Ben était sans aucun doute le plus fort d'entre nous. Seul Rufus aurait pu concurrencer sa puissance ; or, Rufus devait encore reposer en pièces détachées dans le réfectoire. Je lus la peur dans les yeux de ma camarade. Bianca et Yukie se tenaient en retrait. Elles ne pouvaient rien face au basketteur.
Mon dernier espoir reposait sur Atlan. J'attrapai le bras du brun qui regardait calmement nos camarades se battre. Ben frappait encore. Le corps de Jack soubresautait à chaque impact, sans qu'aucun son ne franchisse la barrière de ses lèvres. Je ne pouvais pas voir le visage du blond, mais rien qu'en imaginer l'état me donnait la nausée. Le poing de Ben, lorsqu'il remontait, était couvert de sang.

- Atlan, s'il te plaît, le suppliai-je. Jack va mourir et... Ben sera responsable... Ils vont mourir ! Tu dois l'arrêter !

Le brun me darda un regard glacial.

- Non. Je ne m'en mêle pas. C'est son problème. S'il n'est pas assez stable mentalement pour se contrôler, il recommencera.


Une décharge d'adrénaline me traversa. L'attitude détachée d'Atlan, la perte de moyens de Capucine, la mise en retrait des autres filles... Personne n'allait agir. Et les coups continuaient à pleuvoir. Qui sait si Jack n'était pas déjà mort.
Je ne réfléchissais pas. J'avais déposé mon cerveau dans cette action. Jack allait mourir, et Ben aussi ; tout le monde avait assisté à la scène. Je ne pouvais pas le laisser battre à mort le blond. Je savais que le métis n'aurait jamais réagi comme ça dans d'autres circonstances. Mais la fatigue, le désespoir et les provocations répétées de Jack avaient eu raison de sa conscience.
Je me jetai sur Ben et lui agrippai le bras. Je serrai de toutes mes forces ; même si c'était ridicule, j'espérais que le geste le fasse redescendre sur Terre. Je fus balloté une seconde, emporté la propre puissance du métis. Il retourna vers moi un visage déformé par la colère. Je ne le reconnaissais plus.

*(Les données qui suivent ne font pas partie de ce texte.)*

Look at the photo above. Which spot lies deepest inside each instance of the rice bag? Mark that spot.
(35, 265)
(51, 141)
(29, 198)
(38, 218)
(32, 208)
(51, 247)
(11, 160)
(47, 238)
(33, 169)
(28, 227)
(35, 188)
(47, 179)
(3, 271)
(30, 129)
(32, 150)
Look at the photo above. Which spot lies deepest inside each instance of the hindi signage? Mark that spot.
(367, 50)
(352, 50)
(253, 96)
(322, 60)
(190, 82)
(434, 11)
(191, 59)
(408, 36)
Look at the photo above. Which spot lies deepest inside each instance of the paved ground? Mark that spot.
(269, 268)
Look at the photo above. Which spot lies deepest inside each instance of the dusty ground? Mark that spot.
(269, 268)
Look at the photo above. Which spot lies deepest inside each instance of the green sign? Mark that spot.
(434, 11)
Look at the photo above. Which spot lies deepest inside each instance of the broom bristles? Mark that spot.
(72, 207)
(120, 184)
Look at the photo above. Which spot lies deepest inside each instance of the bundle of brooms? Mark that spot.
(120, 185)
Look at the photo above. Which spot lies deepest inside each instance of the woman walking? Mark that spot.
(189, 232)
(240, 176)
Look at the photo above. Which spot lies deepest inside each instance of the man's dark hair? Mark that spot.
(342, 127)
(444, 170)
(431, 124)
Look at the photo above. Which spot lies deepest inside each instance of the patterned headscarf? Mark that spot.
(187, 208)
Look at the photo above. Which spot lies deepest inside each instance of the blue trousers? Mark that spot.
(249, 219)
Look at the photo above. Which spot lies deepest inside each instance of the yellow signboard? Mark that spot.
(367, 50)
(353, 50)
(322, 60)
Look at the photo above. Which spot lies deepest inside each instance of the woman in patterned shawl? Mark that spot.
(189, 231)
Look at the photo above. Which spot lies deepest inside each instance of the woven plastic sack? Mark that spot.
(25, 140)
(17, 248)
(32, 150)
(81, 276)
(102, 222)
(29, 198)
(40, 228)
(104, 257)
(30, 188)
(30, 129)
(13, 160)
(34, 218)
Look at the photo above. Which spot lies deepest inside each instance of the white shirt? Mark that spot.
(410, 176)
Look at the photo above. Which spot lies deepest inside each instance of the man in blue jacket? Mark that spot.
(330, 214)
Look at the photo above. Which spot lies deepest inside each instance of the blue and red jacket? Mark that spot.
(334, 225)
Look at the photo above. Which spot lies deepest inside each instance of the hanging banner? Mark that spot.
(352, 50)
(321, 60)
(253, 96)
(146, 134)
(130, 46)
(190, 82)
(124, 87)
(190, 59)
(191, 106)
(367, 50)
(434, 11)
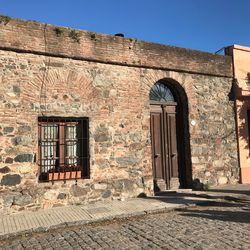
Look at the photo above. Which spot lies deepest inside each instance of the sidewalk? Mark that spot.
(44, 220)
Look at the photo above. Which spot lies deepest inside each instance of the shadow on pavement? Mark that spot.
(242, 216)
(201, 199)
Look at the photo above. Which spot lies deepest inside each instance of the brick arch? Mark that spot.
(181, 79)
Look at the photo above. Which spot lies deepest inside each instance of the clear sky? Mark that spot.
(206, 25)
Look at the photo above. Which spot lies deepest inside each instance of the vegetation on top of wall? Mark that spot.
(58, 31)
(75, 36)
(93, 36)
(4, 19)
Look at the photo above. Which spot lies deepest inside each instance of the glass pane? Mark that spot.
(49, 146)
(71, 144)
(161, 93)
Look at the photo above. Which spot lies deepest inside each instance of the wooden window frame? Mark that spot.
(57, 166)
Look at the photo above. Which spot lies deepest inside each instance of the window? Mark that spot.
(161, 93)
(63, 148)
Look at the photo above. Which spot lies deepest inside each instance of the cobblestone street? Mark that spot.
(224, 225)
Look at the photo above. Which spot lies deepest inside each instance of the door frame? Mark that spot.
(166, 110)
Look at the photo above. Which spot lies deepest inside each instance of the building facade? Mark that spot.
(87, 117)
(241, 66)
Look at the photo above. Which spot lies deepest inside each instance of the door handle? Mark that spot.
(157, 155)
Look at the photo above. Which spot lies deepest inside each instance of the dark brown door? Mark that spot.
(164, 145)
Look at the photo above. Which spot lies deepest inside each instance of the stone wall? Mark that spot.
(114, 95)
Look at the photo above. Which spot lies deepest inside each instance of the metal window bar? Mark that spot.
(63, 148)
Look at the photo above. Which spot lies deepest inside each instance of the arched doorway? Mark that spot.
(169, 136)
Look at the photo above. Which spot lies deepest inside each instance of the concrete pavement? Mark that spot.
(44, 220)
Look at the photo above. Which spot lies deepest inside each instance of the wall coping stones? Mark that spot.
(44, 39)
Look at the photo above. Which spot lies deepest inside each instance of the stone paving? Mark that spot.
(221, 225)
(42, 220)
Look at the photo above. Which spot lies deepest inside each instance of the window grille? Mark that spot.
(63, 148)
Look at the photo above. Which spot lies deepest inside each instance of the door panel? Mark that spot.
(173, 145)
(156, 127)
(164, 145)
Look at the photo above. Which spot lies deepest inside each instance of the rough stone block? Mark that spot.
(11, 180)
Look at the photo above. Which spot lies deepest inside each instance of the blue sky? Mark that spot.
(206, 25)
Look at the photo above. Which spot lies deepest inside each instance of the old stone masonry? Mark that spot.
(87, 117)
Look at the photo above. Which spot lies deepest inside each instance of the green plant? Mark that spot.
(58, 31)
(75, 36)
(4, 19)
(207, 186)
(93, 36)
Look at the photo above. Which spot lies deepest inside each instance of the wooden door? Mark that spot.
(164, 145)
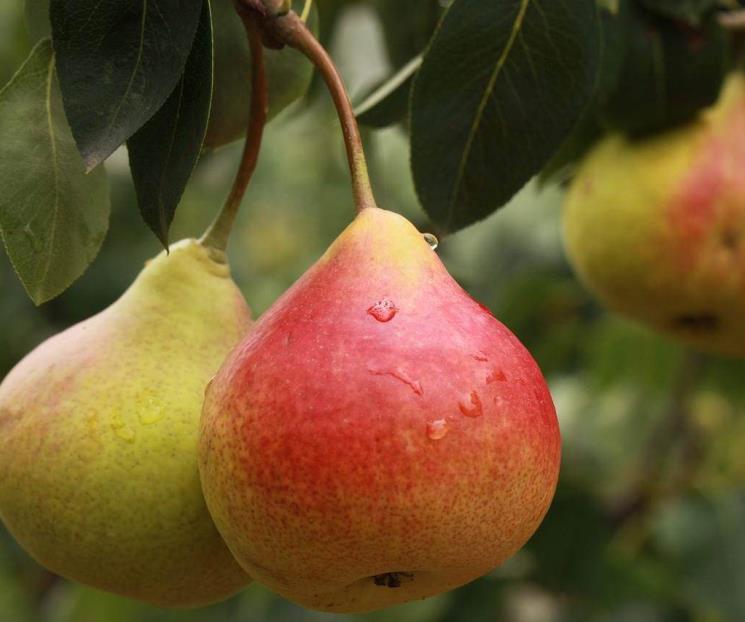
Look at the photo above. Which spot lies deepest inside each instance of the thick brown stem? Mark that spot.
(291, 30)
(219, 231)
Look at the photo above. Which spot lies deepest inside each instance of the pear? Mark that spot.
(99, 479)
(379, 436)
(656, 227)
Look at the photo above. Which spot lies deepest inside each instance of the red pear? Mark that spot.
(379, 436)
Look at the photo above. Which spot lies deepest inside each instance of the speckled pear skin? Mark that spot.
(379, 437)
(656, 228)
(98, 437)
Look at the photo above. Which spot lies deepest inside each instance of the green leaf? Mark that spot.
(288, 75)
(53, 217)
(37, 19)
(590, 129)
(670, 71)
(704, 538)
(501, 86)
(164, 152)
(388, 102)
(118, 62)
(691, 11)
(407, 27)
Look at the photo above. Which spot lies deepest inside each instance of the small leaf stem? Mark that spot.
(291, 30)
(218, 233)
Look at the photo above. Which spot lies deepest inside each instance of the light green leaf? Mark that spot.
(53, 217)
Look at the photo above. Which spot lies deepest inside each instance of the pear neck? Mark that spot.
(291, 30)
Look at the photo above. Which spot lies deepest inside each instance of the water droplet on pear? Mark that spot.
(383, 310)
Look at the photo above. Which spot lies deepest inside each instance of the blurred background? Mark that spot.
(649, 520)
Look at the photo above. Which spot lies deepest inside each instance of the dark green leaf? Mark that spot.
(118, 62)
(670, 71)
(53, 217)
(288, 76)
(387, 103)
(37, 19)
(590, 129)
(501, 86)
(692, 11)
(163, 153)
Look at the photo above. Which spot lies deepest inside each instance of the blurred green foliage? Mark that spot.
(649, 520)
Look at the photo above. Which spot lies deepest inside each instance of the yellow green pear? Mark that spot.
(98, 437)
(656, 227)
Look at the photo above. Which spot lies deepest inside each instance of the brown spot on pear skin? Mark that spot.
(475, 409)
(697, 322)
(393, 579)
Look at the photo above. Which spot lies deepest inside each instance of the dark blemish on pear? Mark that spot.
(383, 310)
(697, 322)
(392, 579)
(399, 374)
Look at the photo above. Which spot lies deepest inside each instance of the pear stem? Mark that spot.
(292, 31)
(218, 233)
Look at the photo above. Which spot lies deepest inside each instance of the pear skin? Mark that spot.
(99, 479)
(656, 228)
(379, 436)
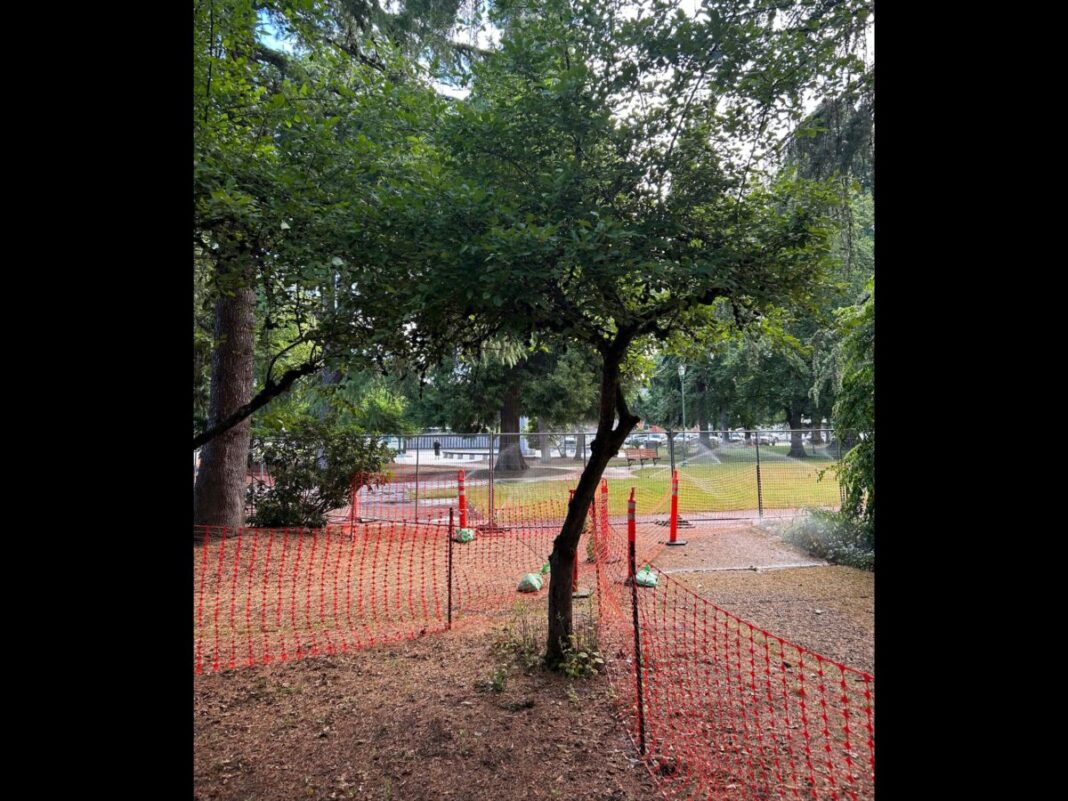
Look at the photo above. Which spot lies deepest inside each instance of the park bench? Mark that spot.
(641, 455)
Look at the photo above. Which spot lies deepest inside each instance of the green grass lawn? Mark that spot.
(703, 487)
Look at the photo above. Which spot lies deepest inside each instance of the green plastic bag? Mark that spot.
(530, 583)
(645, 577)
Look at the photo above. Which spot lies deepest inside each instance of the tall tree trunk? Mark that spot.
(703, 419)
(219, 495)
(511, 457)
(543, 442)
(606, 443)
(797, 446)
(816, 438)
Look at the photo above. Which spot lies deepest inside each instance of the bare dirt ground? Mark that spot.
(828, 609)
(445, 717)
(417, 721)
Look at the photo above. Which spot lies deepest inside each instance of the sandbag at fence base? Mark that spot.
(530, 583)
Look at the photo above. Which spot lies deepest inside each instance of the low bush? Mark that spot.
(834, 537)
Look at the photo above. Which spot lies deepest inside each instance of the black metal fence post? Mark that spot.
(759, 491)
(449, 625)
(842, 487)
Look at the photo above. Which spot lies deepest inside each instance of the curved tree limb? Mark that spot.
(269, 392)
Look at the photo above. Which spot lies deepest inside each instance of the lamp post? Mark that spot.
(681, 383)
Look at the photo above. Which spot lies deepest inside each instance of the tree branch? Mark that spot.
(269, 392)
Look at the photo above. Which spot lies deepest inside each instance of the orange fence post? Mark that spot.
(459, 481)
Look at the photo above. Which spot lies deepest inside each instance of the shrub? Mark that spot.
(311, 467)
(835, 537)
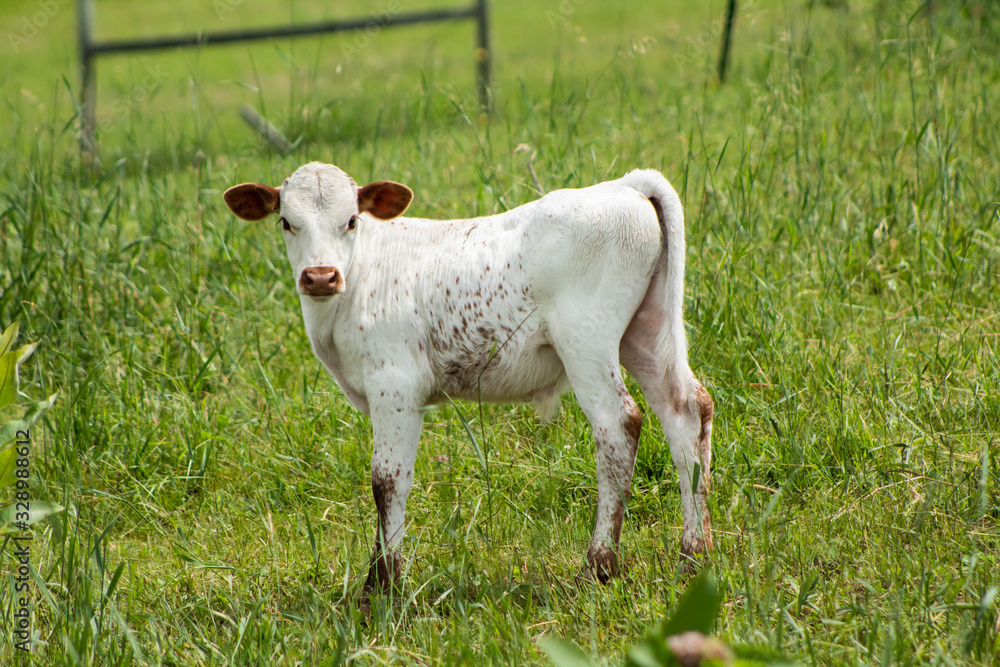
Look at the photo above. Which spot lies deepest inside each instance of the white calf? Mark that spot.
(406, 312)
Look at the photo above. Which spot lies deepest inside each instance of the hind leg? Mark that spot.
(595, 376)
(685, 411)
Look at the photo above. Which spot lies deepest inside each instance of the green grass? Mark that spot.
(841, 193)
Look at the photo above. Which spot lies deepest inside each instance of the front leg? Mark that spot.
(396, 426)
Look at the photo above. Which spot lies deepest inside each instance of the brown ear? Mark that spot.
(384, 199)
(252, 201)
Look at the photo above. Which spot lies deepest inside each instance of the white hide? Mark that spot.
(517, 306)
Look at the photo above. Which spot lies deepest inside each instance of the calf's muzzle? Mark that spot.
(320, 281)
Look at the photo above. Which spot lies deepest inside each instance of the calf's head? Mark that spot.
(320, 210)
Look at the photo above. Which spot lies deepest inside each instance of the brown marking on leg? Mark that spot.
(632, 421)
(602, 563)
(706, 410)
(386, 564)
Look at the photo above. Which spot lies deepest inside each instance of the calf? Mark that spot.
(558, 293)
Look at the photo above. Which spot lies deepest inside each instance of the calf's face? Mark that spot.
(320, 210)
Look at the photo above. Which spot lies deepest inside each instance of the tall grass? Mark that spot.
(842, 210)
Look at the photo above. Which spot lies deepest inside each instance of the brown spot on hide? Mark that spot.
(632, 420)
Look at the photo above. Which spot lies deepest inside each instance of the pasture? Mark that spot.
(843, 279)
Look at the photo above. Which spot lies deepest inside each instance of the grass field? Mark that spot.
(842, 193)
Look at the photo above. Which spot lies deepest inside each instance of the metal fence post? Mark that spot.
(727, 39)
(484, 75)
(88, 83)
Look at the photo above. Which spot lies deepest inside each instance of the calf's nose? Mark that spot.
(320, 281)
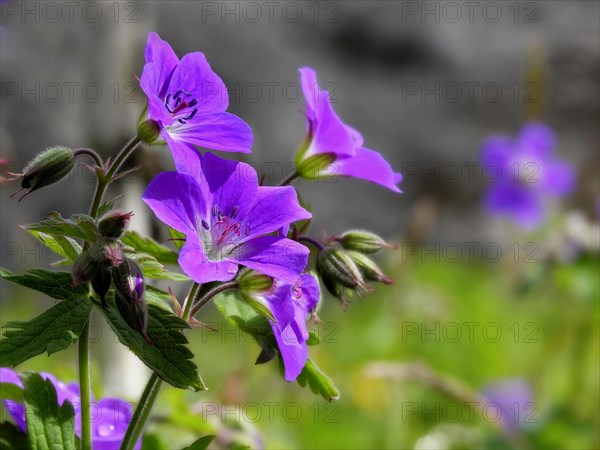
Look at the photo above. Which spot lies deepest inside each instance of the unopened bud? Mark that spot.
(49, 167)
(363, 241)
(84, 268)
(129, 296)
(336, 267)
(315, 166)
(129, 280)
(112, 254)
(148, 131)
(251, 282)
(135, 314)
(368, 268)
(101, 284)
(114, 224)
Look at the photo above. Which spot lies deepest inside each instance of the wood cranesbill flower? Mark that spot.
(290, 305)
(187, 104)
(333, 148)
(111, 416)
(525, 174)
(228, 220)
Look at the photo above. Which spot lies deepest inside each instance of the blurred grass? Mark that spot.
(548, 321)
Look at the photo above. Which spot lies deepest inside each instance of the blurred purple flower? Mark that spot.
(340, 145)
(528, 174)
(290, 304)
(514, 400)
(110, 416)
(187, 101)
(228, 220)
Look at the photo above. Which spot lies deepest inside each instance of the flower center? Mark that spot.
(181, 106)
(223, 232)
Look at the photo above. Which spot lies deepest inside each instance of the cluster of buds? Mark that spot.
(104, 263)
(47, 168)
(345, 267)
(129, 296)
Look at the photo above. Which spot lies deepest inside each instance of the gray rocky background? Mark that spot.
(425, 82)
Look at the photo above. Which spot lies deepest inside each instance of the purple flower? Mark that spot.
(228, 220)
(187, 103)
(290, 304)
(527, 174)
(110, 416)
(334, 148)
(513, 399)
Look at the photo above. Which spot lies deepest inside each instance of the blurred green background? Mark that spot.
(469, 324)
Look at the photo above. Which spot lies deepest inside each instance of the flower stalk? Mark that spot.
(83, 352)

- Lâche-moi ! hurla-t-il avec une voix bestiale. Je vais le tuer !

- N-non !

Il poussa un nouveau cri rauque. Fit valdinguer son bras en avant. Il le recula à toute vitesse. Son coude m'atteignit en pleine tête. Avec toute la puissance dont le basketteur disposait. Une douleur irradia dans mon front et se propagea rapidement. Mes mains refusèrent d'obéir. Je lâchai prise.
Je tombai sur le dos. Les silhouettes de mes camarades se floutèrent, puis s'assombrirent. Puis plus rien.